Thirty-seven years ago, Eletheria Jones asked her husband if he could build her a little roadside fruit stall so she could read books in the sun and sell some fruit from the family orchard.
“Well, I haven’t read a book yet,” she laughs. “It was a funny thing. A bus stopped and when they were leaving the driver said Mrs Jones you better get some more fruit, two buses coming tomorrow.”
Today the bustling business is a tourist attraction in its own right with some groups being driven there from Queenstown Airport straight off international flights, then back to the resort to check into hotels, head to Milford Sound and tick off other South-Island-whirlwind-tour highlights.
The stall hums everyday with hundreds of visitors who come to see and to sample the elaborately displayed goodies, and to meet Mrs Jones.
It was the government’s worker recruitment programme of the mid-1960s that bought her to Cromwell from her home in Crete.
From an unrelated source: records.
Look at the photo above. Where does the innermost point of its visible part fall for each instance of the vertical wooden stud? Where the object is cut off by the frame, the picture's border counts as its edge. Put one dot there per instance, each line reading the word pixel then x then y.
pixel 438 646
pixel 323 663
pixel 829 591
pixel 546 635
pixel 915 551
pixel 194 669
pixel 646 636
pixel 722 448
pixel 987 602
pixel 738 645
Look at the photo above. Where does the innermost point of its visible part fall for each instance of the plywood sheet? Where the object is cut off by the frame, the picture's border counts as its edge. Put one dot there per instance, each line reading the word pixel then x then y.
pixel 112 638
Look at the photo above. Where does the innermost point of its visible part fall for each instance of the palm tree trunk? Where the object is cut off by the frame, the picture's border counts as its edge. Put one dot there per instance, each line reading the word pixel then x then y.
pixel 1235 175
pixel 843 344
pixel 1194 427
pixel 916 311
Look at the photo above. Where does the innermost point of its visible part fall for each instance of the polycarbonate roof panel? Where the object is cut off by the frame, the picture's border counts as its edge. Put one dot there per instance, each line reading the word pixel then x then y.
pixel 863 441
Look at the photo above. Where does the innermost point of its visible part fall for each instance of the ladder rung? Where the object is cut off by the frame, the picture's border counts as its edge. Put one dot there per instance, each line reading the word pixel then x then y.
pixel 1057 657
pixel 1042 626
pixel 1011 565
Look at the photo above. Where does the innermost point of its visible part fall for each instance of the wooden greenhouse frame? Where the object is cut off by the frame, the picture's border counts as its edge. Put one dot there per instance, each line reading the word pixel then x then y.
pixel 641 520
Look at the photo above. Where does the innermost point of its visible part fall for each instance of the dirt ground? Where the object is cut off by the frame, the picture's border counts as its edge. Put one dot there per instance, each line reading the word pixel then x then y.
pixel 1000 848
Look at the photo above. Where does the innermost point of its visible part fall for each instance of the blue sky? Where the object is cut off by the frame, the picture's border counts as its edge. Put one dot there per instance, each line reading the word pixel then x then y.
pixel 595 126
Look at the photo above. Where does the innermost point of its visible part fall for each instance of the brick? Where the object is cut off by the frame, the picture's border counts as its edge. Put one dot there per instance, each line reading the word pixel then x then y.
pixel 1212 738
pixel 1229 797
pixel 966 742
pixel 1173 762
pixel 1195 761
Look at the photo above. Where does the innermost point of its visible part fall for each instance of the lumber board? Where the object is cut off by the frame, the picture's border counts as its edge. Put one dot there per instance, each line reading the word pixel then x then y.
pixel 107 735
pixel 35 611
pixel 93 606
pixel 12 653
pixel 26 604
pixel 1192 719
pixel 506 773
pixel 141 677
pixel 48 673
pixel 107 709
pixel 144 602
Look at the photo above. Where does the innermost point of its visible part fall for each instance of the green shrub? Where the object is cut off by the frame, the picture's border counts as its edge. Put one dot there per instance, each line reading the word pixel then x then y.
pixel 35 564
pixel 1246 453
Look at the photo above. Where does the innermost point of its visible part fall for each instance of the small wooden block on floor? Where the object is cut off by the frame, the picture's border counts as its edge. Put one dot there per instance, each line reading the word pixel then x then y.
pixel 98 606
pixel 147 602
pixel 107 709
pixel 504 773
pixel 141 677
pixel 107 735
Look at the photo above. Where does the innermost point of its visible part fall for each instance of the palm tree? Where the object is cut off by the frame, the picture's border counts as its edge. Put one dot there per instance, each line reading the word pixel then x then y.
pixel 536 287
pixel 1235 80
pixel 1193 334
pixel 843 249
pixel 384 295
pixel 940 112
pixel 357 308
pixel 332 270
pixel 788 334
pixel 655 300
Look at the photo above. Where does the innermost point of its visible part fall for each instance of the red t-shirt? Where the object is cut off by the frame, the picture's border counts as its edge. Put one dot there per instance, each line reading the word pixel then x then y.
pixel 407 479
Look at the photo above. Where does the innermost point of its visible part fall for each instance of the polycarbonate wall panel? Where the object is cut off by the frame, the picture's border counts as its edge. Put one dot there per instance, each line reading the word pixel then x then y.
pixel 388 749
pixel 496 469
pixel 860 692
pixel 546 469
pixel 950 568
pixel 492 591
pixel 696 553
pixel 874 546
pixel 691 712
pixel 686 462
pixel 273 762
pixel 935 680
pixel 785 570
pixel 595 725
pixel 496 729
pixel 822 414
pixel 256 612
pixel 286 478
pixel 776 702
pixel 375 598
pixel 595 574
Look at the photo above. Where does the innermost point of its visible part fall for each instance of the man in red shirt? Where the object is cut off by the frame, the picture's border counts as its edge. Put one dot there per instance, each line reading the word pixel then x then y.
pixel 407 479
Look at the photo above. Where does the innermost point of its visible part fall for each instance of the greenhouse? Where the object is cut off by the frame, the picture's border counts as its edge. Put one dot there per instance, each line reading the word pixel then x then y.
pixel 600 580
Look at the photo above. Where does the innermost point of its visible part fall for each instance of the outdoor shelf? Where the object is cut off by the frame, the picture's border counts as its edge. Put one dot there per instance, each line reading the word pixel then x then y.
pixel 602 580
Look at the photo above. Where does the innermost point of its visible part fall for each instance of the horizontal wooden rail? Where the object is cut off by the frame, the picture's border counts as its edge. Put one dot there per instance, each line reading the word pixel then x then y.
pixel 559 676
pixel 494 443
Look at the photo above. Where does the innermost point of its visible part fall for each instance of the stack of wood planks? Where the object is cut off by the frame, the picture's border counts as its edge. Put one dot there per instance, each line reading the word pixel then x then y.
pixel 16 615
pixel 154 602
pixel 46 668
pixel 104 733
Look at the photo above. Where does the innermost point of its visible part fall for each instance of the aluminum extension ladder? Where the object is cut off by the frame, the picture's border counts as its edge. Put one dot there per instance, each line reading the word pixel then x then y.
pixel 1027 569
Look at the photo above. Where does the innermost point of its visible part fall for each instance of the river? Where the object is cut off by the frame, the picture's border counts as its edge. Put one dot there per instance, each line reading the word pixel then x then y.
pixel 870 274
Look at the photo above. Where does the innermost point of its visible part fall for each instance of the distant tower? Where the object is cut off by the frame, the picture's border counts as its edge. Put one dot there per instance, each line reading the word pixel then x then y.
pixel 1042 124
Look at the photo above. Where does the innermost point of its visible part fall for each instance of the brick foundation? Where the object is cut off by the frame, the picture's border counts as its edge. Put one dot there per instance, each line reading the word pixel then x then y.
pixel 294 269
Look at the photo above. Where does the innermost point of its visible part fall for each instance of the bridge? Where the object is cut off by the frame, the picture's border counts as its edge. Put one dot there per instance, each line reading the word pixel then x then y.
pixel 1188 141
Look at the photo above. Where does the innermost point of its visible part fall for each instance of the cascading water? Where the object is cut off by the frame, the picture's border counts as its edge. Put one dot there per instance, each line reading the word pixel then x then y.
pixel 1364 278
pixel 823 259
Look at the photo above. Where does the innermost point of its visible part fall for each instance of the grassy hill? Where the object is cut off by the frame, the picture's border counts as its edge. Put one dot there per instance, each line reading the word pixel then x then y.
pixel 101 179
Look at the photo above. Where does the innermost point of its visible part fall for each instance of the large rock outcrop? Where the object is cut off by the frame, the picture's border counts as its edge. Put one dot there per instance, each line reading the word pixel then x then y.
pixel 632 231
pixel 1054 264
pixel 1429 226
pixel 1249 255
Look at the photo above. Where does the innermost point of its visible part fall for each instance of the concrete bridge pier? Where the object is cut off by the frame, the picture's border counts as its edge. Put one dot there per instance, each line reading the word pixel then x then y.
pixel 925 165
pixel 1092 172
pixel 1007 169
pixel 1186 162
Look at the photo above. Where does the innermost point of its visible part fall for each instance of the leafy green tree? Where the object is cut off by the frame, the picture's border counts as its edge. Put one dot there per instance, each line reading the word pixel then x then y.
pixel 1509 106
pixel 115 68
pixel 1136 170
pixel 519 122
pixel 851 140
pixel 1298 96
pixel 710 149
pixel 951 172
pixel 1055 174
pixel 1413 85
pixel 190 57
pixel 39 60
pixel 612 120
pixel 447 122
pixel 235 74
It was quite the adventure in those days, travelling halfway across the world then finding a job in the Hotel Cromwell, waitressing and housekeeping. Here she met Doug Jones who had set up a crayfish and venison export business in an old rabbit processing factory and was staying at the hotel.
A few years down the track, when ten barren, rabbit-infested acres came up for sale near the entrance to the Kawarau Gorge, the couple bought it with orcharding in mind.
“Everyone said you’ll never grow anything on that, it was so rough and dry, only rabbits and briar bushes. Doug, he was very determined and worked so hard.”
They persevered with their challenging block until trees were established, then bought more land on nearby Ripponvale Road and planted that out.
In the early days of the stall, women from throughout the region would make an outing of their annual fruit buy-up for preserving. Many would swap recipes with Mrs Jones and today some of their children now bring their own children to the stall.
Suncrest Orchard in Ripponvale was added to the Jones’over the years operation and the stall has undergone three major expansions. The couple have two children, Michael and Christina, who are fully involved in the business, as is Michael’s wife Dianne.
The property now covers 70 hectares, Michael says, including 55 hectares of cherries. The balance is planted in nectarines, apples, pears, peaches, apricots, plums and in grapes.
The fruit stall carpark would now occupy almost half a rugby field and when that’s getting full, Mrs Jones says, she sometimes sends a few buses down to the Cromwell Heritage Precinct with instructions to come back when there’s more room.
At the peak of the busy summer season the Jones’ can have up to 280 people on the payroll. They provide accommodation for up to 180 and many staff come back year after year.
During summer Doug opens the stall at 7.30am and closes it at 8pm. It’s always been his job and even now in late winter, the apples, pears and multitude of other goodies are still attracting customersfinding buyers until he closes up in the dark at 6.30pm.
“He’s good like that. I was lucky with him. But we are all workaholics, the whole family. It is very hard work and long hours and everyday busy but we enjoy the people and we all get on well together. We are very lucky to live here and because we are a family orchard.”
Mrs Jones says she doesn’t advertise and never has. She believes stone fruit in Central Otago simply tastes better than anywhere else in New Zealand and that is what keeps the people coming.
The other major attraction is, of course, Mrs Jones herself. Some of the longer serving bus drivers and tour leaders call her Mum and she greets everyone like an old friend. Mrs Jones’ smile has appeared on Chinese television, in countless visitor ‘selfies’ and doesn’t seem to falter even after eight hours on the shop floor.
Twelve years ago when a block came up for sale next door, Mrs Jones quickly claimed it before her husband and son could line it up for more fruit trees. She finally had a chance to realise her dream of creating a formal English garden. Doug planted the roses -all 1500 of them- set amongst classical statues, neatly clipped buxus hedging and formal walkways.
The garden and her three grandchildren aged 15, 13 and 9, are great sources of joy for Mrs Jones. She travels to Crete every second year to visit family and the couple enjoy cruise ship holidays as a way to unwind from the frenetic pace of summer. Sadly the migrant crisis in Europe has prompted them to postpone travelling to Crete this year.
That human tragedy is a reminder of how lucky people are to live in Central Otago, Mrs Jones says, and of the importance of tolerance, being kind and of making our visitors feel welcome.